Cependant, Ted n’est pas présenté ici comme un « empêcheur » de la création de Sylvia; malgré tout, il demeure un mari attentif qui lui accordera le temps nécessaire pour qu’elle puisse écrire en dépit de son rôle d’épouse et de mère. En fait, il est surtout celui à qui a échu une tâche impossible à accomplir, soit celle de sauver Sylvia de ses propres démons. Notons aussi que Sylvia compose la plus belle part de son œuvre soit quant elle est enceinte, soit quand elle est abandonnée par Ted. Ces événements majeurs, bouleversants, la mettent dans des états psychologiques particuliers qui permettent la création.

Après la mort de Sylvia, Ted « continue de vouloir se justifier. Ce qui a détruit leur couple, affirme-t-il, ce fut cette volonté farouche de tout sacrifier à la poésie. Dame Poésie? Dame la Mort? Il lui arrive également d’attribuer un rôle néfaste à la psychothérapie […] » (2010 : 315) Autrement dit, l’œuvre pourrait bien avoir détruit la vie, tout autant que les traitements d’électrochocs subis par Sylvia après sa première tentative de suicide… D’autres personnages (le frère de Sylvia et sa conjointe) diront : « – Meurtrière, l’écriture. – Ou suicidaire? – L’hécatombe, de toute façon… On trinque? » (2010 : 339)

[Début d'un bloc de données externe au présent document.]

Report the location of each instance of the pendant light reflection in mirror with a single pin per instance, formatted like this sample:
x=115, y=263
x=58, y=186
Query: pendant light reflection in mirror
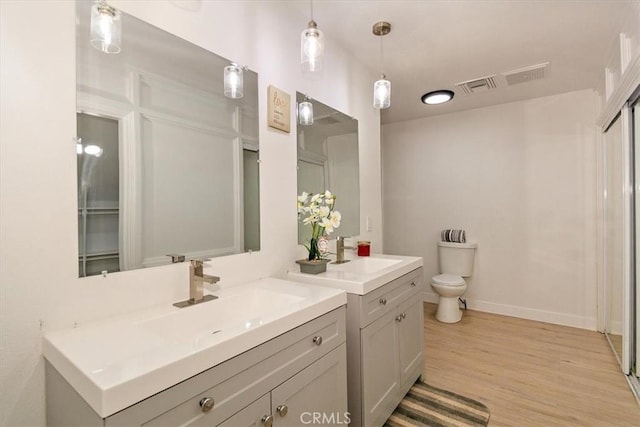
x=233, y=81
x=382, y=87
x=106, y=36
x=312, y=47
x=305, y=112
x=106, y=28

Quant à Assia, elle a passe une partie de sa vie derrière Sylvia, si on peut dire, d’abord en louant avec son mari David l’appartement des Hughes à Londres, puis en vivant elle aussi « piégée » par son amour pour Ted qui le fait le suivre dans son deuil de Sylvia. Dans un passage où c’est Célia, la sœur d’Assia qui raconte : « Même piégée par sa folie amoureuse, Assia demeure lucide. Dans cette même lettre, elle ironise sur son avenir : Très probablement elle s’épuisera à accompagner Ted dans cette traversée du deuil, après quoi, ternie, vieillie, son boulot accompli, elle sera remplacée par une jeunesse… Une lucidité conjuratoire? Quant à l’appartement de Fitzroy Road [là où Sylvia s’est suicidée], c’est la maison hantée. Court Green [la maison du Devon] encore plus et il est probable qu’elle ne sera pas autorisée à y mettre les pieds. Il ne me reste plus, conclut-elle, qu’à rédiger la biographie de Sylvia Plath : ne suis-je pas la personne toute désignée? Je vis dans les lieux aménagés par elle, même si c’est provisoirement. Je me sers de sa vaisselle et de son linge, je connais intimement l’homme qu’elle a aimé, à l’occasion je torche et nourris ses rejetons, je lis ses poèmes inédits ainsi que son journal, je dispose de ses livres de prédilection, n’ai-je pas entre les mains tous les éléments pour élaborer une excellente biographie? Mais je sais bien, ajoute ma sœur, que Sylvia détiendra toujours plus de génie, de persévérance, d’exigence et d’énergie que moi… » (2010 : 254) Dès lors, le couple Ted-Assia a bien peu de chance d’échapper à une fin tragique, dans la mesure où, comme l’avance un des personnages ils « s’aiment en traînant derrière eux un cadavre » (2010 : 320), ce qui n’est pas tout à fait faux.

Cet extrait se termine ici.